What If All These 'Heritage Not Hate' People Celebrated Less Hateful Aspects Of Their Heritage Instead?
It's a choice!
Any person, when looking at their heritage and the history of their people or the state they live in, can find good things and bad things. We all have some shitty relatives, we all have some great relatives. I was born in Massachusetts. Many good things happened there and many bad things as well. One thing I can tell you though is that if you go to Salem, you're not going to see a bunch of statues honoring William Stoughton, the notorious judge in the Salem Witch Trials, nor any of court magistrates or the accusers. Why? Because while, yes, the Salem Witch Trials were a part of Massachusetts's heritage, everyone pretty much collectively agrees that they were the bad guys. So instead of honoring them, Salem chooses to memorialize the 25 people who were killed because a bunch of really stupid and evil people thought they were witches.
And yet, the statue defenders and the Confederate flag wavers love to cry Heritage Not Hate! — often while screaming racial slurs — as if the mere fact that one is related to bad people, or that one comes from the same state as other bad people, makes the things those bad people did less bad. This is probably not a thing people would say if their relative was Charles Manson. That is probably even something they would keep quiet, on account of how it is widely understood that Charles Manson was a monster.
Hell, the Hitler family all agreed to never have children. Didn't see them going around waving Nazi flags and then getting mad when people didn't understand that they weren't celebrating the Holocaust, they were celebrating their heritage, as relatives of Hitler.
I happen to be half-Irish and half-Italian. I could, if I wanted, choose to honor and defend Magdalene asylums . Or I could get a tattoo of Mussolini across my chest. I do not do those things, because that would be super messed up. When I choose to celebrate my heritage, I do so by drinking a lot, listening to opera, and being incredibly attractive and charming.
Surely, they too could find some things to like about their culture and heritage other than "Hey, remember that time we owned people?"
It's a choice and people make these choices for a reason. They decide what they want to celebrate and honor and hold up as good and right. People in the South are not condemned to defend the Confederacy until they die. No one in the United States is required to justify the fact that our founders enslaved people, and the fact that people keep trying is as much of a problem as anything. Any of us can choose to admire the good things that happened in this country, while admitting that the bad stuff was really bad. It's not all or nothing.
Some like to say that people who enslaved people should still be celebrated if they did other stuff that was good, because "You can't hold people in those times to today's standards!"
This would make total sense if there were no such thing as historical villains, which there are, or if we didn't regularly look back at things people did in the past with horror, which we do. Again, no one is out there defending the people who conducted the Salem Witch Trials as heroes, despite the fact that they, too, were products of their time.

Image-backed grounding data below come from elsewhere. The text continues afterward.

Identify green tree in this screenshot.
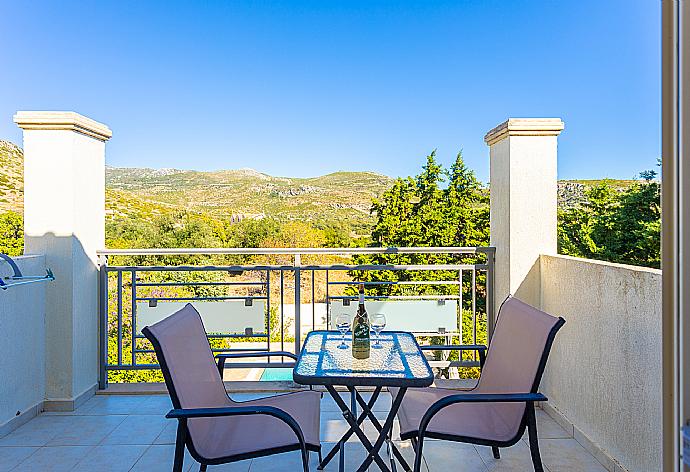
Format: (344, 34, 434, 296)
(558, 177, 661, 268)
(0, 211, 23, 256)
(351, 151, 490, 379)
(352, 151, 489, 298)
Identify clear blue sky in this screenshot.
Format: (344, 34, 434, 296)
(0, 0, 660, 182)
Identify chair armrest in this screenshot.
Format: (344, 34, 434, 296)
(429, 392, 546, 405)
(420, 345, 487, 352)
(167, 405, 291, 419)
(166, 405, 308, 450)
(216, 351, 298, 362)
(420, 344, 487, 368)
(417, 392, 546, 439)
(215, 351, 297, 372)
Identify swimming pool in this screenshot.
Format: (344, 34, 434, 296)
(259, 368, 294, 381)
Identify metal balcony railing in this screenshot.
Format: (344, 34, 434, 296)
(96, 247, 495, 388)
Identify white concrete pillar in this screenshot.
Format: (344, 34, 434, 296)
(484, 118, 564, 308)
(14, 111, 111, 409)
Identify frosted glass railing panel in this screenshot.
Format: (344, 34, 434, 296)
(136, 300, 266, 335)
(328, 299, 458, 333)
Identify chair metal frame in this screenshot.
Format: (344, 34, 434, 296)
(400, 301, 565, 472)
(143, 325, 321, 472)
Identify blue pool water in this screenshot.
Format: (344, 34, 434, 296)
(259, 368, 294, 381)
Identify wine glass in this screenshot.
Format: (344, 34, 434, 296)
(335, 314, 351, 349)
(371, 313, 386, 348)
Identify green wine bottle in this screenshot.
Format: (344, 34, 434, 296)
(352, 283, 370, 359)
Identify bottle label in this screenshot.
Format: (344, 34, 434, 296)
(352, 316, 370, 359)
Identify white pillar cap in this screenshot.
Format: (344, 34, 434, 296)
(484, 118, 564, 146)
(14, 111, 112, 141)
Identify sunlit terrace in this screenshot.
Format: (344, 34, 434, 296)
(0, 114, 661, 472)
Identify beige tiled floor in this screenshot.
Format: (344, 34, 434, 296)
(0, 393, 608, 471)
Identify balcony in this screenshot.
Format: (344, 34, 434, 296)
(0, 392, 607, 471)
(0, 114, 661, 471)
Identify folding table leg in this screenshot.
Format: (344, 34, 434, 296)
(339, 441, 345, 472)
(318, 387, 382, 470)
(356, 387, 407, 472)
(323, 385, 391, 472)
(354, 390, 412, 472)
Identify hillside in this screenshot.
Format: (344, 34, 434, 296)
(0, 141, 23, 212)
(0, 141, 393, 230)
(105, 166, 392, 228)
(557, 179, 637, 209)
(0, 140, 640, 224)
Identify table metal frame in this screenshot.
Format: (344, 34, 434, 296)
(293, 331, 434, 472)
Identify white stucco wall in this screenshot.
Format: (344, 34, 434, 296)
(17, 111, 110, 404)
(539, 254, 662, 472)
(0, 255, 46, 431)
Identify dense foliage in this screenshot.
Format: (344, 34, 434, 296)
(0, 211, 22, 256)
(349, 151, 490, 378)
(350, 151, 489, 296)
(558, 175, 661, 268)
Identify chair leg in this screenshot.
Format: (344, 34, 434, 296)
(413, 435, 425, 472)
(199, 465, 207, 472)
(300, 445, 310, 472)
(318, 446, 322, 465)
(492, 446, 500, 459)
(526, 403, 544, 472)
(173, 421, 187, 472)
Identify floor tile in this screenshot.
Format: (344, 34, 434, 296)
(319, 442, 384, 472)
(0, 446, 38, 471)
(153, 420, 179, 445)
(422, 441, 487, 471)
(248, 449, 317, 471)
(101, 415, 168, 445)
(0, 393, 609, 471)
(539, 439, 608, 472)
(129, 444, 194, 471)
(320, 391, 392, 413)
(391, 440, 427, 472)
(320, 411, 399, 443)
(11, 445, 92, 471)
(477, 442, 538, 471)
(79, 395, 148, 415)
(135, 395, 173, 415)
(45, 415, 127, 446)
(71, 444, 148, 471)
(521, 410, 572, 440)
(0, 416, 72, 446)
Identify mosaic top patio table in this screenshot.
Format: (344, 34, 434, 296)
(293, 330, 434, 472)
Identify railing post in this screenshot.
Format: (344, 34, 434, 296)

It would also make total sense if those complaining were not the very same people who so often use "moral relativism" as a scare term. Or if there were not people who existed at that same time, living in that same culture, who were able to figure out that slavery was bad, which there absolutely were. If all of these guys were so great and worth honoring, why were they unable to figure that out when so many others could? (Actually, many of them did figure it out, but decided "eh, fuck it, why bother?").
Slavery was never good, anywhere, but slavery in the United States was very different from slavery in most other places, in that it was entirely race-based, and defended by people claiming that God specifically wanted Black people to be slaves, and that whites were superior. Slavery was not unique by any means, but that, itself, was a concept largely unique to the United States at the time. It became more unique as time went on and other countries started getting off the slavery train and condemning the practice, as those who wanted to keep enslaving Black people felt they had to dig their heels in to really justify the practice.

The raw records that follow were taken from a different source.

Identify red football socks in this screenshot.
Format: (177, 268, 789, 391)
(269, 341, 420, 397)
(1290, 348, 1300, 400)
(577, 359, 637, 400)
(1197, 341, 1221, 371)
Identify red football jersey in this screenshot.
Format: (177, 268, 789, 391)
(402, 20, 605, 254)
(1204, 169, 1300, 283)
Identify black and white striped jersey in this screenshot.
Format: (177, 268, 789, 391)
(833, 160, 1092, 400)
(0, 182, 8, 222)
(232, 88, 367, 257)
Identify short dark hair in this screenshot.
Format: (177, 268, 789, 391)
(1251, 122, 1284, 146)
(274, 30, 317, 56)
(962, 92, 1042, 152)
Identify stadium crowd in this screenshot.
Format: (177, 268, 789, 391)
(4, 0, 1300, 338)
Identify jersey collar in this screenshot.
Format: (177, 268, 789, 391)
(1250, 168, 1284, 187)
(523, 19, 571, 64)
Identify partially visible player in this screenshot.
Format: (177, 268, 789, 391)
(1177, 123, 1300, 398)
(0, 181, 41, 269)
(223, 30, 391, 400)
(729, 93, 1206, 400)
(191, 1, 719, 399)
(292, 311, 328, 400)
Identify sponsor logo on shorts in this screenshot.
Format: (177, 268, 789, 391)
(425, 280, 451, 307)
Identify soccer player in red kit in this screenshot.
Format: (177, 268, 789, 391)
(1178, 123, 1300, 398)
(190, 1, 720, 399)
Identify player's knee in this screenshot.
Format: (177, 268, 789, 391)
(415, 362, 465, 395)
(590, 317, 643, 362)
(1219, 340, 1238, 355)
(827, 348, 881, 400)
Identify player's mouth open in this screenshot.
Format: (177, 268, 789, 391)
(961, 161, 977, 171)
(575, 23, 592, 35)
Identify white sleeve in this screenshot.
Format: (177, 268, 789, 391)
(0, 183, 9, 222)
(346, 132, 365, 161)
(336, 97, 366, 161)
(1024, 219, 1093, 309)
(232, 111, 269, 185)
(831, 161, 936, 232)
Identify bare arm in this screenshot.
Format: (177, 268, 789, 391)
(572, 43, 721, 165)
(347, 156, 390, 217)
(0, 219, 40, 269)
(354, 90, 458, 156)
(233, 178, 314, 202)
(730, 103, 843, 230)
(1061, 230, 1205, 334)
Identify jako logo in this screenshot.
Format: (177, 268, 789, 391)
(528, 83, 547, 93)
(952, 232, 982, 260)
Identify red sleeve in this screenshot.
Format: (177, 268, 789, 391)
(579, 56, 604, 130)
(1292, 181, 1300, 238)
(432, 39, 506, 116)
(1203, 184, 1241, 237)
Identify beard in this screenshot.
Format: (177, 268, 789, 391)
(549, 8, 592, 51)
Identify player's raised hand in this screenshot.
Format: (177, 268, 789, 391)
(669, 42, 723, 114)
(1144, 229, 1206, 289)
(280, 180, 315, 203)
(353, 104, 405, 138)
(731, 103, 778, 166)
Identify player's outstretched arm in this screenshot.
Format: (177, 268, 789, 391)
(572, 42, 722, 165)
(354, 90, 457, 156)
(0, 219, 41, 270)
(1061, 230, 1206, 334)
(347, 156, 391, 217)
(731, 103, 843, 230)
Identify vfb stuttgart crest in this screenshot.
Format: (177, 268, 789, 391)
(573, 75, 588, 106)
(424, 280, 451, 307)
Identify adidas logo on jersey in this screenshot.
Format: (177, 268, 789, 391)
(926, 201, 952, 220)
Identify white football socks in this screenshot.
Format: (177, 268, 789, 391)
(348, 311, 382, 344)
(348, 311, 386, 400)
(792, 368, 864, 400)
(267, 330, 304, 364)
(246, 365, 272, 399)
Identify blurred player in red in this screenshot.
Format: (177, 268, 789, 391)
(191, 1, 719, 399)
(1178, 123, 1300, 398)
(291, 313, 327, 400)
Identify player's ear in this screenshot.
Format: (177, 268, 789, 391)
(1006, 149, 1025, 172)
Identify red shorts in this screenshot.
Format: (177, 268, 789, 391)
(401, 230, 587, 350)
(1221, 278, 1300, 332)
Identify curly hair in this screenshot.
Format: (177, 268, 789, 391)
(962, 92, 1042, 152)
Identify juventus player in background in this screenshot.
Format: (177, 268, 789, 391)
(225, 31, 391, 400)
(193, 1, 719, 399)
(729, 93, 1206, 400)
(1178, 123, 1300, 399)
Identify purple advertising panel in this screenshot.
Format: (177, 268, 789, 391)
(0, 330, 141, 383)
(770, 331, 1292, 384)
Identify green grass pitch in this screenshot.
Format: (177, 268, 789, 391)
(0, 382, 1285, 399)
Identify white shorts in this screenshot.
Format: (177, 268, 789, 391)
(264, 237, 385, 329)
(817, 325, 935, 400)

This is not a tactic unique to that particular time.
There is no amount of "it wasn't really that bad!" or "the real villains were the carpetbaggers!" or "actually it was about states' rights" or "but they founded the country and came up with some otherwise good stuff!" that can hide the absolute ugliness of slavery. Or Jim Crow. Or the Salem Witch Trials. Or internment camps. Or any of the other really ugly shit we've done.
And trying to justify them won't make them any less ugly. What we can do, however, is acknowledge their ugliness, and, when we need to celebrate and cheer, we can cheer for things that are actually good. For things that are actually worth being proud of. If we were a completely irredeemable country, that would be one thing, but we're not. We've done some good shit, and we're capable of being better, just so long as we keep trying to do better.